政府の地震調査委員会は、今回の地震で動いた断層の長さは能登半島北岸に沿う約150キロと見ています。しかし北陸電力が想定していたのは96キロで、3分の2に過小評価していたことになります。
北陸電力の資料によると、この判断の根拠は海底の音波探査の結果でした。この調査方法では、将来起きる地震の規模を評価することが難しいということになれば、ほかの原発の審査にも影響を与えることになります。
北陸電力による地震想定の失敗は、2007年の能登半島地震に続いて2回連続です。 前回も、海底活断層の長さを過小評価していて、想定より大きな揺れに襲われました。
◆道路壊れ避難困難
もう一つ深刻なのは、地震と原発事故が同時に起きる原発震災では、避難が難しいことが目に見える形で実証されたことです。
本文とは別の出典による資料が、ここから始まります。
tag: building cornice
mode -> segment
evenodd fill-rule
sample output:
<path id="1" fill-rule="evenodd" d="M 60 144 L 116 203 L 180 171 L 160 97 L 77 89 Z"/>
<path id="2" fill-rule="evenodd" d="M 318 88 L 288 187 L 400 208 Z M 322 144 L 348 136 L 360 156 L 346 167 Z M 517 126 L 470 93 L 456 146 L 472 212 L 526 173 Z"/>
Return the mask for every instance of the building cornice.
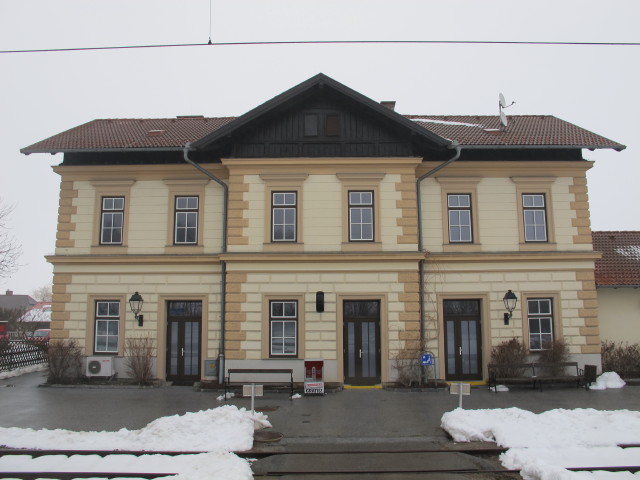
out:
<path id="1" fill-rule="evenodd" d="M 508 263 L 508 262 L 559 262 L 586 261 L 594 262 L 601 257 L 598 252 L 464 252 L 464 253 L 431 253 L 427 252 L 426 262 L 437 263 Z"/>

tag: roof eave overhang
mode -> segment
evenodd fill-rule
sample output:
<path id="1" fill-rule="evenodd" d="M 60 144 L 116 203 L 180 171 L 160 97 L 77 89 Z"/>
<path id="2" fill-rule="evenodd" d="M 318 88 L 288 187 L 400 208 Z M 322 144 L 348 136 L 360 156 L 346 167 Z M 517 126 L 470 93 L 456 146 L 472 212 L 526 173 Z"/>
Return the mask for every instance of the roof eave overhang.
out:
<path id="1" fill-rule="evenodd" d="M 600 285 L 596 282 L 596 288 L 640 288 L 640 284 L 636 285 Z"/>
<path id="2" fill-rule="evenodd" d="M 443 138 L 435 133 L 420 127 L 415 124 L 415 122 L 403 117 L 399 113 L 381 105 L 378 102 L 371 100 L 370 98 L 362 95 L 361 93 L 352 90 L 346 85 L 341 84 L 333 80 L 332 78 L 320 73 L 311 77 L 310 79 L 296 85 L 293 88 L 281 93 L 273 97 L 271 100 L 266 101 L 262 105 L 257 106 L 253 110 L 248 111 L 244 115 L 241 115 L 237 119 L 223 125 L 215 132 L 210 133 L 209 135 L 191 142 L 189 145 L 191 149 L 200 150 L 204 149 L 210 144 L 231 135 L 233 132 L 237 131 L 239 128 L 249 124 L 250 122 L 258 119 L 262 115 L 269 113 L 270 111 L 284 105 L 285 103 L 293 100 L 294 98 L 309 92 L 313 88 L 331 88 L 336 92 L 346 96 L 347 98 L 356 101 L 363 105 L 364 107 L 372 110 L 374 113 L 391 120 L 402 127 L 409 130 L 412 134 L 418 135 L 423 139 L 432 142 L 436 147 L 441 148 L 451 148 L 452 141 L 446 138 Z"/>
<path id="3" fill-rule="evenodd" d="M 612 149 L 617 152 L 624 150 L 626 145 L 620 145 L 619 147 L 610 147 L 610 146 L 602 146 L 602 145 L 540 145 L 540 144 L 530 144 L 530 145 L 508 145 L 508 144 L 500 144 L 500 145 L 460 145 L 465 150 L 495 150 L 496 148 L 500 149 L 510 149 L 510 150 L 526 150 L 535 148 L 536 150 L 606 150 Z"/>
<path id="4" fill-rule="evenodd" d="M 122 153 L 122 152 L 181 152 L 183 149 L 182 146 L 176 147 L 144 147 L 144 148 L 136 148 L 136 147 L 122 147 L 122 148 L 69 148 L 69 149 L 51 149 L 51 150 L 40 150 L 34 149 L 31 150 L 29 148 L 23 148 L 20 150 L 20 153 L 24 155 L 30 155 L 32 153 L 50 153 L 51 155 L 55 155 L 57 153 Z"/>

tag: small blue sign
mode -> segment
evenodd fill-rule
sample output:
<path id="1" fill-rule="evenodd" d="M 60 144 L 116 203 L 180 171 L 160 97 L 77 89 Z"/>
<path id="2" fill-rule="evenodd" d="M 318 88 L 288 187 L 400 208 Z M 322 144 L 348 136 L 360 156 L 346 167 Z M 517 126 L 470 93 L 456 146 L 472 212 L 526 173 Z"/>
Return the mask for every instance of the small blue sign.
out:
<path id="1" fill-rule="evenodd" d="M 433 365 L 433 354 L 423 353 L 422 355 L 420 355 L 420 363 L 423 367 Z"/>

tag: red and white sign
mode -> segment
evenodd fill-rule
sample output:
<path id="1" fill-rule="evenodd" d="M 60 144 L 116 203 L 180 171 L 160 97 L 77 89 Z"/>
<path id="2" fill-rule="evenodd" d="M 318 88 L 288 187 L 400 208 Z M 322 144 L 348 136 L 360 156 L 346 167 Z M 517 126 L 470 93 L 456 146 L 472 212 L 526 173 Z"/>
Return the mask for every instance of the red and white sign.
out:
<path id="1" fill-rule="evenodd" d="M 305 395 L 324 395 L 324 382 L 304 382 Z"/>

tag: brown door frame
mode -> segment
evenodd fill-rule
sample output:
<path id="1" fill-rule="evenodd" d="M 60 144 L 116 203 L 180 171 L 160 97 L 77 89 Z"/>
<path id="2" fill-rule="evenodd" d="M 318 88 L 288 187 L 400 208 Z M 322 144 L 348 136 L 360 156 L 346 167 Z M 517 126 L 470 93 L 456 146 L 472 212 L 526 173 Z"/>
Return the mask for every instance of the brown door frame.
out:
<path id="1" fill-rule="evenodd" d="M 200 303 L 200 315 L 199 316 L 171 316 L 171 303 Z M 191 384 L 200 380 L 201 368 L 202 368 L 202 306 L 203 302 L 200 300 L 168 300 L 166 305 L 167 311 L 167 330 L 166 330 L 166 378 L 176 384 L 185 383 Z M 178 338 L 175 342 L 177 365 L 176 373 L 171 373 L 171 361 L 172 361 L 172 345 L 173 332 L 172 326 L 177 326 L 176 334 Z M 187 328 L 187 324 L 190 324 L 190 328 Z M 197 335 L 197 339 L 192 342 L 187 342 L 187 330 L 190 330 L 191 336 Z M 185 363 L 185 358 L 189 356 L 188 347 L 197 347 L 195 356 L 197 357 L 195 362 L 195 369 L 193 363 L 190 367 Z M 185 348 L 186 355 L 185 355 Z M 186 370 L 190 370 L 190 373 L 186 373 Z"/>
<path id="2" fill-rule="evenodd" d="M 478 302 L 477 314 L 446 314 L 444 304 L 446 302 L 460 302 L 460 301 L 476 301 Z M 443 298 L 442 299 L 442 312 L 443 312 L 443 332 L 444 332 L 444 374 L 446 380 L 482 380 L 483 376 L 483 354 L 482 354 L 482 311 L 483 300 L 482 298 Z M 451 322 L 451 325 L 450 323 Z M 476 361 L 477 367 L 475 371 L 468 373 L 463 372 L 464 361 L 464 347 L 462 342 L 462 330 L 466 326 L 466 322 L 475 323 L 475 348 L 476 348 Z M 454 345 L 453 352 L 450 352 L 451 346 L 449 345 L 450 329 L 453 328 Z M 449 372 L 449 357 L 452 355 L 455 362 L 455 372 Z"/>
<path id="3" fill-rule="evenodd" d="M 347 316 L 345 304 L 347 303 L 368 303 L 377 304 L 376 316 Z M 349 385 L 378 385 L 382 382 L 382 339 L 381 339 L 381 309 L 382 302 L 380 299 L 343 299 L 342 300 L 342 328 L 343 328 L 343 379 Z M 373 325 L 370 325 L 373 323 Z M 350 325 L 353 325 L 353 344 L 349 344 Z M 374 351 L 369 353 L 373 355 L 375 375 L 363 376 L 367 367 L 363 360 L 367 359 L 367 345 L 363 345 L 363 327 L 364 332 L 373 334 Z M 372 328 L 373 327 L 373 328 Z M 372 328 L 372 329 L 371 329 Z M 364 354 L 364 357 L 363 357 Z M 353 355 L 353 376 L 349 376 L 350 360 L 349 355 Z M 371 359 L 371 357 L 368 357 Z"/>

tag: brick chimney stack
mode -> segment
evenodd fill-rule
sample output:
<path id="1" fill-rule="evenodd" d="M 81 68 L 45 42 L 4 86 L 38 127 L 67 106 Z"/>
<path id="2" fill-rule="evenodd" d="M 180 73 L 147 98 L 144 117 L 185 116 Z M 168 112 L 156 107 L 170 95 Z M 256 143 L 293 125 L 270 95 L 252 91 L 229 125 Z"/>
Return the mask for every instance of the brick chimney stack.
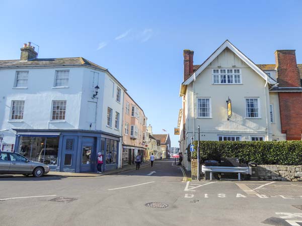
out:
<path id="1" fill-rule="evenodd" d="M 31 43 L 25 43 L 23 47 L 20 50 L 21 50 L 21 61 L 27 61 L 37 59 L 38 53 L 35 51 L 35 47 L 31 45 Z"/>
<path id="2" fill-rule="evenodd" d="M 193 56 L 194 51 L 184 50 L 184 81 L 186 80 L 193 73 Z"/>
<path id="3" fill-rule="evenodd" d="M 275 59 L 278 86 L 301 86 L 295 50 L 276 50 Z"/>
<path id="4" fill-rule="evenodd" d="M 301 86 L 295 50 L 275 52 L 278 87 L 291 87 L 289 91 L 278 92 L 281 129 L 287 140 L 301 140 L 302 133 L 302 92 L 294 91 Z"/>

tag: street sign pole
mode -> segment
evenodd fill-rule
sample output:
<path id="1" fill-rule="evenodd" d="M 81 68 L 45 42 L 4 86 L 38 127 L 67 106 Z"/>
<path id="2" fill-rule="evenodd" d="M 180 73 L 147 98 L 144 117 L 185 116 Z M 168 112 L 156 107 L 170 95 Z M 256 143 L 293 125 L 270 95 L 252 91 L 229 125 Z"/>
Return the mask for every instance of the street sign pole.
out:
<path id="1" fill-rule="evenodd" d="M 198 143 L 197 146 L 197 180 L 200 180 L 200 154 L 199 153 L 199 141 L 200 140 L 200 127 L 198 126 Z"/>

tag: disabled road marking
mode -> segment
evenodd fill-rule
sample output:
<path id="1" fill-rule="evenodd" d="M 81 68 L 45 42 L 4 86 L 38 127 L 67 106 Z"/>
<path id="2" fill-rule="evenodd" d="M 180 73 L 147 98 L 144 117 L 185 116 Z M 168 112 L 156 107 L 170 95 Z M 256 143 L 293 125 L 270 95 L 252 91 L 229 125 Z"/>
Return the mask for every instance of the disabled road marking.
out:
<path id="1" fill-rule="evenodd" d="M 143 184 L 149 184 L 150 183 L 154 183 L 154 182 L 155 182 L 155 181 L 151 181 L 151 182 L 149 182 L 143 183 L 142 184 L 136 184 L 135 185 L 127 186 L 126 187 L 118 187 L 118 188 L 111 188 L 111 189 L 108 189 L 108 191 L 111 191 L 111 190 L 112 190 L 121 189 L 123 189 L 123 188 L 128 188 L 128 187 L 135 187 L 136 186 L 140 186 L 140 185 L 142 185 Z"/>
<path id="2" fill-rule="evenodd" d="M 11 199 L 19 199 L 19 198 L 40 198 L 41 197 L 50 197 L 50 196 L 56 196 L 56 195 L 38 195 L 37 196 L 15 197 L 14 198 L 0 198 L 0 201 L 5 201 L 6 200 L 11 200 Z"/>

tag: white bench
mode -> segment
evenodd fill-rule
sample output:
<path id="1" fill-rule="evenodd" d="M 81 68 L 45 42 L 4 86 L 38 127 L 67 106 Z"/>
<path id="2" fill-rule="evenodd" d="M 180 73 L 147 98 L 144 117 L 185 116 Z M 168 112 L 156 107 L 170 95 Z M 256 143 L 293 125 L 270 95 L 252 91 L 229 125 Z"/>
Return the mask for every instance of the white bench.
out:
<path id="1" fill-rule="evenodd" d="M 210 180 L 212 180 L 213 172 L 215 173 L 235 173 L 238 174 L 238 180 L 240 180 L 240 175 L 251 174 L 250 168 L 247 167 L 236 167 L 229 166 L 206 166 L 202 165 L 201 171 L 203 173 L 210 172 Z"/>

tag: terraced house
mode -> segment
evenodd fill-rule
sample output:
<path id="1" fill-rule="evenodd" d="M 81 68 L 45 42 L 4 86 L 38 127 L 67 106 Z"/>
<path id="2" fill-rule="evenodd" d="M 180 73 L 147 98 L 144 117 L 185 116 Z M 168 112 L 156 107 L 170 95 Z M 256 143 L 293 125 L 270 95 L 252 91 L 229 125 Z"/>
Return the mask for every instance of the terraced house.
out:
<path id="1" fill-rule="evenodd" d="M 125 87 L 83 57 L 37 58 L 30 43 L 20 59 L 0 61 L 0 148 L 51 170 L 96 171 L 121 165 Z"/>
<path id="2" fill-rule="evenodd" d="M 198 140 L 198 126 L 200 140 L 301 140 L 302 65 L 294 50 L 276 51 L 275 64 L 255 64 L 228 40 L 201 64 L 193 65 L 193 54 L 184 50 L 181 152 Z"/>

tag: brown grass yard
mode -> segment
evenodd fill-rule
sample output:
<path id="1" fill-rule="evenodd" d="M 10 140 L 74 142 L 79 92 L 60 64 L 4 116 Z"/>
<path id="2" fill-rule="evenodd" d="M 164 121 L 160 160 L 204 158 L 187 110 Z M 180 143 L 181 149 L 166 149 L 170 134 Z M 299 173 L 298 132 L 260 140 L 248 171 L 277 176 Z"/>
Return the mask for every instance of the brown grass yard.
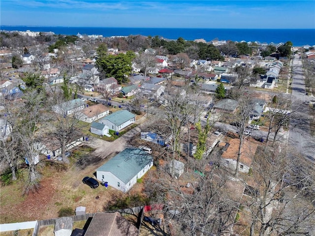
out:
<path id="1" fill-rule="evenodd" d="M 112 195 L 124 194 L 110 187 L 105 189 L 100 185 L 93 189 L 82 183 L 85 176 L 93 176 L 96 169 L 108 157 L 102 159 L 91 153 L 90 158 L 90 165 L 83 169 L 76 167 L 73 160 L 66 170 L 56 169 L 46 164 L 41 170 L 41 187 L 37 192 L 27 196 L 22 196 L 22 181 L 1 186 L 0 223 L 58 217 L 59 210 L 63 207 L 71 207 L 73 215 L 75 208 L 81 205 L 86 207 L 87 213 L 103 211 Z M 96 197 L 99 197 L 97 200 Z"/>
激震地の輪島市や穴水町、七尾市は原発から30キロの圏内です。全壊した住宅で屋内退避はできません。避難しようにも道路は寸断されています。 避難の夕イミングや方向を決めようにも、放射線のレベルを調べるモニタリングポストが機能を失い、輪島市と穴水町に設置された14力所で計測不能になりました。 情報を得ようにも携帯電話もつながらない。これでは逃げようがありません。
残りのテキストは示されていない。